Né d’un père commerçant et d’une mère paysanne, Michel a vécu la difficulté de choisir entre le monde de l’agriculture, de la nature, et le monde du commerce, des affaires et de l’argent.

Enfant, il aidait son père a fabriquer des sirops et son oncle à arroser les légumes. Cette difficulté l’a amené à choisir de suivre les deux valeurs importantes pour sa famille : le travail et l’argent. Il a décidé d’être entrepreneur, de reprendre l’activité de son père et de la faire fructifier, sans pour autant arrêter de cultiver son jardin. Et il s’est marié avec « une femme qui acceptait de traire les chèvres ». Dans les années 80, Michel Valentin était à la tête d’une dizaine d’entreprises et dirigeait une centaine de salariés. Il s’est éloigné des êtres humains au point de se retrouver seul avec tout cet argent gagné par l’exploitation de ses entreprises. La séparation d’avec sa femme accentue encore son sentiment de solitude, une grosse difficulté qui le conduit à remettre en cause le fondement même de son activité d’entrepreneur. Puisque l’argent ne rend pas heureux, il a décidé de quitté le monde de l’argent.

C’est alors qu’il a rencontré Isabelle Peloux qui, elle, avait passé sa vie à s’occuper des autres, plus particulièrement des enfants. L’essentiel pour elle était la relation. Il a rencontré Pierre Rabhi qui, lui, avait passé sa vie à respecter la nature. Il était temps pour lui de réconcilier l’entrepreneur et l’amoureux de la nature qui cultive son jardin avec attention.
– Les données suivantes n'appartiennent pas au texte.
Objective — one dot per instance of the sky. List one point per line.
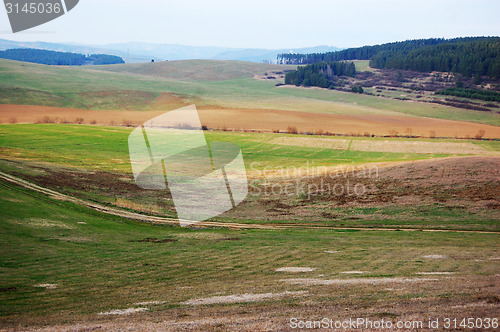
(268, 24)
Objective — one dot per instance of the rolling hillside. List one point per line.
(226, 86)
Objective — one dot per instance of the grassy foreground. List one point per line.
(61, 263)
(204, 83)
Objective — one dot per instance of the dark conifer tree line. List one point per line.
(58, 58)
(469, 56)
(322, 74)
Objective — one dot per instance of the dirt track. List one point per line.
(267, 120)
(173, 221)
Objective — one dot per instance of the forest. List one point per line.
(470, 56)
(58, 58)
(322, 74)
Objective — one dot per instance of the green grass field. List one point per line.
(62, 264)
(106, 148)
(101, 263)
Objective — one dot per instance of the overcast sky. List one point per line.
(264, 23)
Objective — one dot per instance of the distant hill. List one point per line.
(136, 52)
(467, 56)
(58, 58)
(265, 55)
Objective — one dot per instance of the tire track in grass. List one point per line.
(177, 222)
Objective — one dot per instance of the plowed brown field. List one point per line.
(267, 120)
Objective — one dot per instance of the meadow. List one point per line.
(421, 241)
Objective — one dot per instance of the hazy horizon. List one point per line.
(262, 24)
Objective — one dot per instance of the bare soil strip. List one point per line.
(382, 146)
(178, 222)
(353, 281)
(265, 120)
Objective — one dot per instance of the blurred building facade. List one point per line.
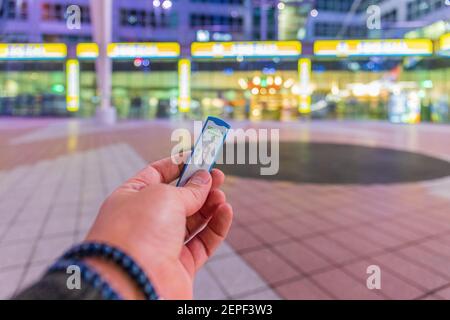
(262, 85)
(329, 19)
(183, 21)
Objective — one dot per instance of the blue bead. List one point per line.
(142, 279)
(135, 270)
(126, 262)
(97, 282)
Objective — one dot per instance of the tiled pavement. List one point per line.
(288, 240)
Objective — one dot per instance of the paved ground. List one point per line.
(289, 240)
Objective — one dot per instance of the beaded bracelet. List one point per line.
(121, 259)
(89, 275)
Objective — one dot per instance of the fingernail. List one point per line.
(201, 177)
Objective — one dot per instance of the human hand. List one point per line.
(148, 219)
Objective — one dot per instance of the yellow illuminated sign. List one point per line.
(73, 85)
(304, 73)
(131, 50)
(246, 49)
(32, 51)
(87, 50)
(444, 44)
(383, 47)
(184, 85)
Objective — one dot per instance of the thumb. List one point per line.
(194, 193)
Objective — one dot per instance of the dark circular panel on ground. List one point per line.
(326, 163)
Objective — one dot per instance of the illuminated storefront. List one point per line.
(395, 79)
(401, 80)
(255, 80)
(33, 79)
(144, 79)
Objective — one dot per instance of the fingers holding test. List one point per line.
(203, 245)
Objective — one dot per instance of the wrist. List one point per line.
(116, 278)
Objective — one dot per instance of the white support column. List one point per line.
(101, 16)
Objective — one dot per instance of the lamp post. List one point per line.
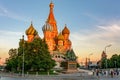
(115, 63)
(23, 58)
(106, 56)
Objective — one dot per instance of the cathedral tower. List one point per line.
(31, 33)
(51, 20)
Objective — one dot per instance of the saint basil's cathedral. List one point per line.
(58, 42)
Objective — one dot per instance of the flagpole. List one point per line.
(23, 58)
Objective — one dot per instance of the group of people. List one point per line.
(107, 72)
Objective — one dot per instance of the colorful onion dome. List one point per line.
(60, 36)
(31, 30)
(47, 27)
(51, 5)
(69, 42)
(65, 30)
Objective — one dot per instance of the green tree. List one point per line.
(36, 56)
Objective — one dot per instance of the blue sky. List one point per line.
(93, 23)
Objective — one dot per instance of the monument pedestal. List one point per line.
(70, 67)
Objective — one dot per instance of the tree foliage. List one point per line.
(36, 57)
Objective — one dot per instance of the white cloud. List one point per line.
(7, 13)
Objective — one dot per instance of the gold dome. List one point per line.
(31, 30)
(65, 30)
(51, 5)
(60, 36)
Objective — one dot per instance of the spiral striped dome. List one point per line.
(47, 27)
(65, 30)
(60, 36)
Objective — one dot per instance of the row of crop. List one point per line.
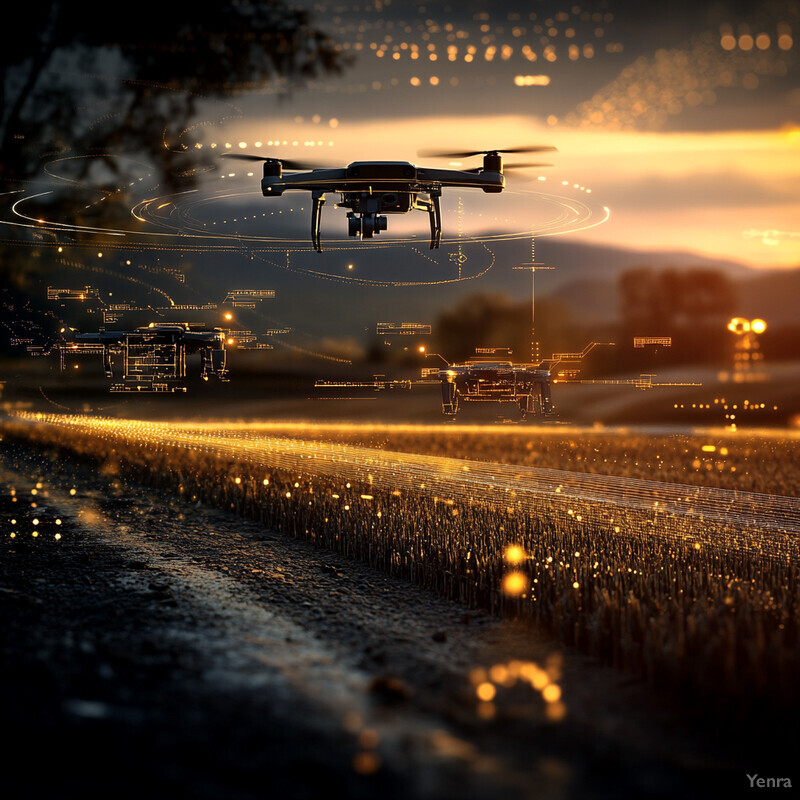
(716, 625)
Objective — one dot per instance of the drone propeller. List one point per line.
(287, 163)
(536, 148)
(510, 166)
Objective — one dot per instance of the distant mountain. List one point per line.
(320, 296)
(772, 295)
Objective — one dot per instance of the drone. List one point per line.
(373, 189)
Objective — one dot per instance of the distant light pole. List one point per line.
(533, 266)
(747, 349)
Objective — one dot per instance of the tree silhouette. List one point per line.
(85, 78)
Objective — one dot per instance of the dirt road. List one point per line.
(156, 647)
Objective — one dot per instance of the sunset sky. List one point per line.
(682, 118)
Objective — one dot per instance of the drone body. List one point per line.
(373, 189)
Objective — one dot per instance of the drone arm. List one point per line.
(318, 199)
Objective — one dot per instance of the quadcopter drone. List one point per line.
(373, 189)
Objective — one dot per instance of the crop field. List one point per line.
(694, 588)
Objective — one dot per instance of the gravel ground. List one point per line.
(169, 649)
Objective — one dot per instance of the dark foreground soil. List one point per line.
(163, 649)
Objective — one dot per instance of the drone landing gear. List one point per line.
(366, 225)
(434, 215)
(318, 200)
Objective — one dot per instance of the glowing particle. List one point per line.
(514, 584)
(514, 554)
(485, 691)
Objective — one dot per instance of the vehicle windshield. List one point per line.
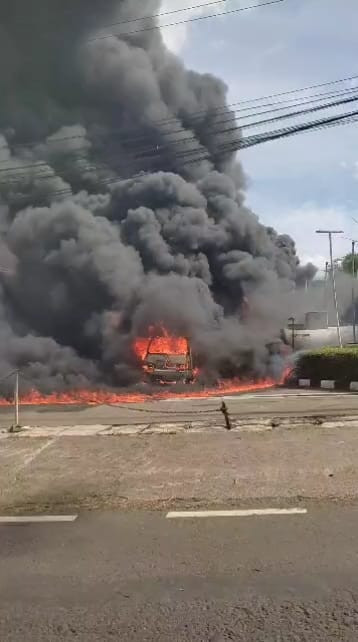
(166, 360)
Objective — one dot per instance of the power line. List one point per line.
(244, 143)
(186, 21)
(164, 13)
(232, 118)
(168, 145)
(210, 112)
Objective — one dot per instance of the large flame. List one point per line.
(100, 397)
(163, 344)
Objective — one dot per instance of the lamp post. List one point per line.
(330, 232)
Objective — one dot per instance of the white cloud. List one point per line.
(175, 37)
(302, 222)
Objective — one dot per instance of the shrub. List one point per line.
(338, 364)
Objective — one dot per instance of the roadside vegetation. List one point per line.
(338, 364)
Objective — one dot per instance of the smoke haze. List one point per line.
(107, 227)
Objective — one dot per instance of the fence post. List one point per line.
(224, 410)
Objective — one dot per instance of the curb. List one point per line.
(327, 384)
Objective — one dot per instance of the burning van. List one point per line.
(168, 359)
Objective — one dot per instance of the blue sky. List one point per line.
(303, 182)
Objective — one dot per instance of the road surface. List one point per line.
(274, 402)
(139, 577)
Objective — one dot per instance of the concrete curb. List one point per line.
(327, 384)
(243, 425)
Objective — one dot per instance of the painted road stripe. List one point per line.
(236, 513)
(37, 519)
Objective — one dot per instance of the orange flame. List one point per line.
(165, 343)
(93, 398)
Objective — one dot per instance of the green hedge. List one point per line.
(338, 364)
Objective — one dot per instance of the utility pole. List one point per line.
(16, 399)
(292, 319)
(330, 232)
(325, 303)
(353, 292)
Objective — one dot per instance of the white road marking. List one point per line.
(37, 519)
(236, 513)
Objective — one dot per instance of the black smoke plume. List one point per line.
(107, 227)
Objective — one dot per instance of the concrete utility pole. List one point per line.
(353, 292)
(16, 399)
(292, 319)
(330, 232)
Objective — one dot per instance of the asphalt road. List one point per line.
(271, 403)
(140, 577)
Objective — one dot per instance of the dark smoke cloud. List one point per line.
(105, 228)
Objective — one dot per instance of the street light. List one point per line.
(330, 232)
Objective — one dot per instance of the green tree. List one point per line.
(347, 264)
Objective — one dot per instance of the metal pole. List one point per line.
(325, 290)
(353, 293)
(292, 319)
(16, 399)
(334, 290)
(330, 232)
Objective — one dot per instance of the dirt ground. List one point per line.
(59, 473)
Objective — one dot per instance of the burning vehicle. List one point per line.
(166, 359)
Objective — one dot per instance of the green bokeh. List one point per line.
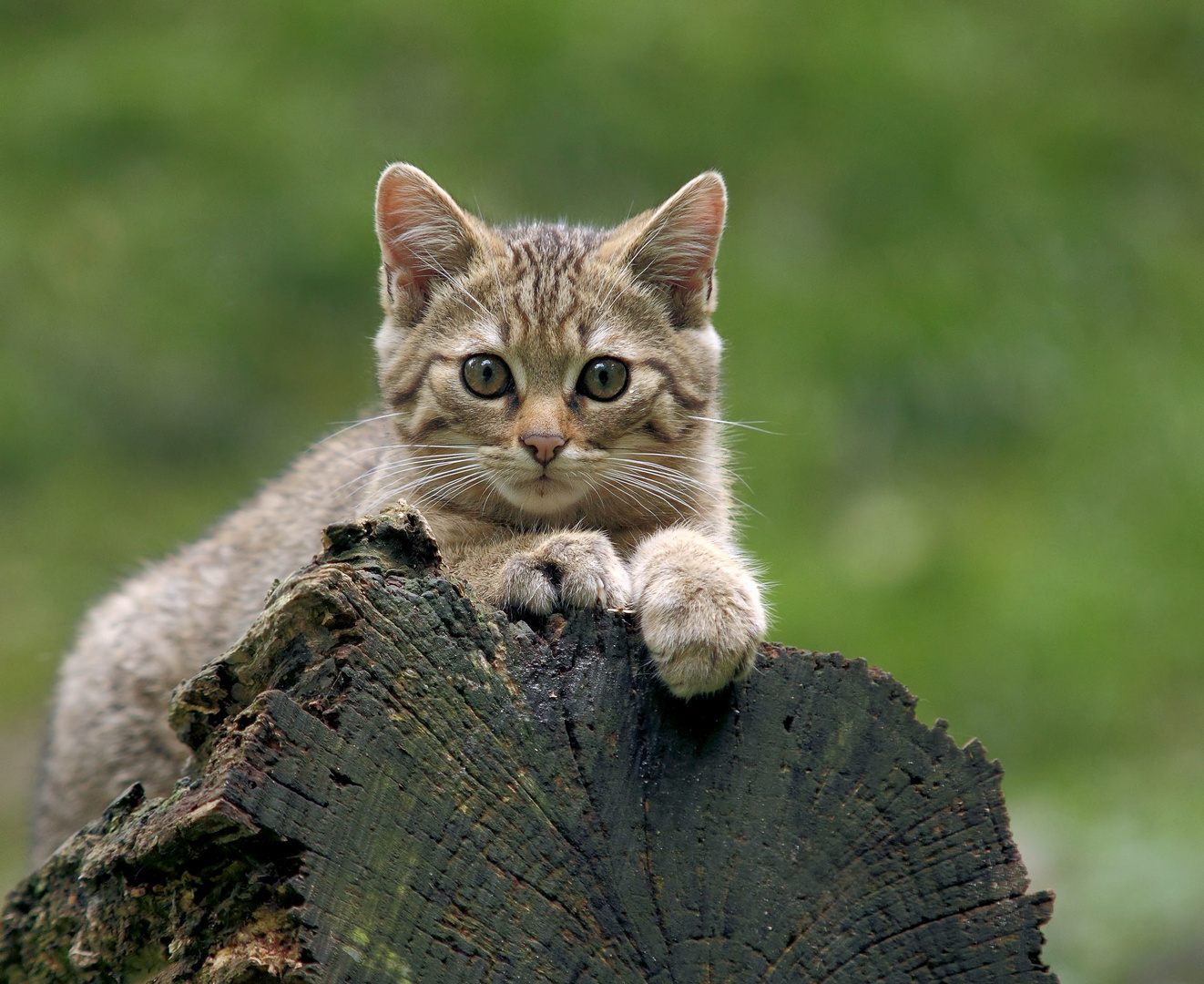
(962, 283)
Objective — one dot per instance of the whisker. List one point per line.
(745, 424)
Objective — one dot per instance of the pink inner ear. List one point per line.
(421, 235)
(685, 242)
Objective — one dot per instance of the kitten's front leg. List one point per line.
(546, 572)
(699, 610)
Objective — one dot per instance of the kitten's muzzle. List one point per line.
(543, 446)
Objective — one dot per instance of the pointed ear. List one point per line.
(676, 247)
(424, 236)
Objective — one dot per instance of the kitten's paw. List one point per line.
(699, 610)
(565, 569)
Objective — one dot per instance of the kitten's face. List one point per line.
(548, 373)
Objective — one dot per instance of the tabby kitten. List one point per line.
(550, 395)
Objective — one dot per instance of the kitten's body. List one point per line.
(552, 492)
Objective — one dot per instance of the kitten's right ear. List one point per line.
(424, 236)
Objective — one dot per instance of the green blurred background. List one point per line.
(962, 281)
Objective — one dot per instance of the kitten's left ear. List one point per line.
(676, 247)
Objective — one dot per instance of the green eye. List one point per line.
(602, 378)
(485, 374)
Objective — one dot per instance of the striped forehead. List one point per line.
(549, 288)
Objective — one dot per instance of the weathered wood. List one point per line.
(395, 784)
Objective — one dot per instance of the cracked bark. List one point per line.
(393, 783)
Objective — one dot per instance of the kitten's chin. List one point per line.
(543, 497)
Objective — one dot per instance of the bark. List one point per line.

Pierre Rabhi lui a conseillé de mettre ses compétences de chef d’entreprises au service de l’humain et d’un projet respectueux de la nature. Michel apportera ses compétences d’entrepreneurs et ses moyens financiers, Pierre son expérience de l’agro-écologie et sa capacité à réunir les humain, Isabelle ses capacités relationnelle et éducative au service d’une pédagogie coopérative, pour donner naissance au projet Les Amanins qui répondront à ces deux questions de Pierre Rabhi : « Quelle planète laisserons-nous à nos enfants ? Quels enfants laisserons-nous à la planète ?»
Rénovation de la ferme, éco-construction de l’école et des hébergements, le projet était ambitieux et une question se posait : comment allons-nous travailler ensemble ? En s’inspirant de l’expérience des enfants qui comprennent beaucoup plus vite que les adultes comment coopérer et travailler ensemble. Deux structures ont été créées :

  • une SCI pour acheter le domaine et financer les travaux
  • une Association pour porter la mise en oeuvre du projet

Le problème avec l’association c’est que les salariés exécutent ce qui a été décidé par le Conseil d’Administration et seulement 25% d’entre eux peuvent y siéger. Michel a donc cherché une structure juridique plus favorable à la coopération et la SCOP – Société Coopérative Ouvrière de Production – a été créée en Juin 2008 pour gérer l’activité des Amanins : quelle que soit sa participation au capital, une homme égale une voix. Une structure qui permet de mettre en valeur le travail humain des 11 coopérateurs salariés, tous égaux, puisqu’ils gagnent un salaire identique de 11 € brut de l’heure quelle que soit leur qualification ou compétence.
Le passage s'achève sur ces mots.